Transferring Landmark Annotations for Cross-Dataset Face Alignment
This addresses dataset bias for face alignment researchers, offering a solution to combine existing datasets without re-labeling, though it is incremental as it builds on known issues in object recognition.
The paper tackles the problem of dataset bias in face alignment, where training on one database and testing on another leads to poor performance, and proposes a method to bridge annotation spaces between databases, enabling dataset fusion and showing improved cross-dataset alignment on databases like LFW, AFLW, LFPW, and HELEN.

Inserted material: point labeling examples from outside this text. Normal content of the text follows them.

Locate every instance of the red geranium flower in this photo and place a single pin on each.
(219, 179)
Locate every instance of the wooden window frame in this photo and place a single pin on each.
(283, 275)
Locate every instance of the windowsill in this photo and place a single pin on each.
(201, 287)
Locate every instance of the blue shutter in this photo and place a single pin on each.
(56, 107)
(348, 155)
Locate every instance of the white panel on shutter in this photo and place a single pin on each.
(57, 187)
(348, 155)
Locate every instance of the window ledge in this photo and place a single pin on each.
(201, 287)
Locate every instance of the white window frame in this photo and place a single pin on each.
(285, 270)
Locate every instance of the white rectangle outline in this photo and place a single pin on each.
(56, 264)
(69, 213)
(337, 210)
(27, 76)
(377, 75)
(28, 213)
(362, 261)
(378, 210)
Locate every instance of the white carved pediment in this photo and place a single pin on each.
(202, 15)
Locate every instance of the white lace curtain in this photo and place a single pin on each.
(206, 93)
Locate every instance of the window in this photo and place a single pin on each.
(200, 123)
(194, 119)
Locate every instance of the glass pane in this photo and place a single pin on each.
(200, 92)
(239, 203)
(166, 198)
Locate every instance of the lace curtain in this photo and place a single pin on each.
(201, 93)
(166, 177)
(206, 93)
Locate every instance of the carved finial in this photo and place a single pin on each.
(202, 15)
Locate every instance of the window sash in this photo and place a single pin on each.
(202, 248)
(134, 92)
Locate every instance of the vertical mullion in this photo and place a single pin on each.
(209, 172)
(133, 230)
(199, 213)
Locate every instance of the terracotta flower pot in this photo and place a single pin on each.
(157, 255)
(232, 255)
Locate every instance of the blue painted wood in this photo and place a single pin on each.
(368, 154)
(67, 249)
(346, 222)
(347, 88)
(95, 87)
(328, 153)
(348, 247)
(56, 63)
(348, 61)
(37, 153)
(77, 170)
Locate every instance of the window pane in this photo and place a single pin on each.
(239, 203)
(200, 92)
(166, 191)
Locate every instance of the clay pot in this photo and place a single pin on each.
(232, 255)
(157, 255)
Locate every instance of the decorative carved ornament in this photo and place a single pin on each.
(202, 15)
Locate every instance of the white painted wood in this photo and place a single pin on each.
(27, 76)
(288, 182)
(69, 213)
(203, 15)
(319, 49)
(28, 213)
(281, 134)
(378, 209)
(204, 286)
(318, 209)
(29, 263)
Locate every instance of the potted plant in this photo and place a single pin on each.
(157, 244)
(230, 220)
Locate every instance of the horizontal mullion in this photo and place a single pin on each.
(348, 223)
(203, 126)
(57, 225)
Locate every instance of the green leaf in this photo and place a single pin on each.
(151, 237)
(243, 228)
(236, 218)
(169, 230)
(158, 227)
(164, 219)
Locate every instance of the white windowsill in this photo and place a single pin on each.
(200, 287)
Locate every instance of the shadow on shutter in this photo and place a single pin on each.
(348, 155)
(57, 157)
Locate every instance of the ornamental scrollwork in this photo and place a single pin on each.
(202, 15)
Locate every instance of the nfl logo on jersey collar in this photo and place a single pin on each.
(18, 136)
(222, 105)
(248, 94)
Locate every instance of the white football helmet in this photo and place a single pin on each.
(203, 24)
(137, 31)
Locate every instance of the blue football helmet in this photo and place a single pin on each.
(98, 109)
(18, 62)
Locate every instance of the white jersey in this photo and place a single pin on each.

Dataset bias is a well known problem in object recognition domain. This issue, nonetheless, is rarely explored in face alignment research. In this study, we show that dataset plays an integral part of face alignment performance. Specifically, owing to face alignment dataset bias, training on one database and testing on another or unseen domain would lead to poor performance. Creating an unbiased dataset through combining various existing databases, however, is non-trivial as one has to exhaustively re-label the landmarks for standardisation. In this work, we propose a simple and yet effective method to bridge the disparate annotation spaces between databases, making datasets fusion possible. We show extensive results on combining various popular databases (LFW, AFLW, LFPW, HELEN) for improved cross-dataset and unseen data alignment.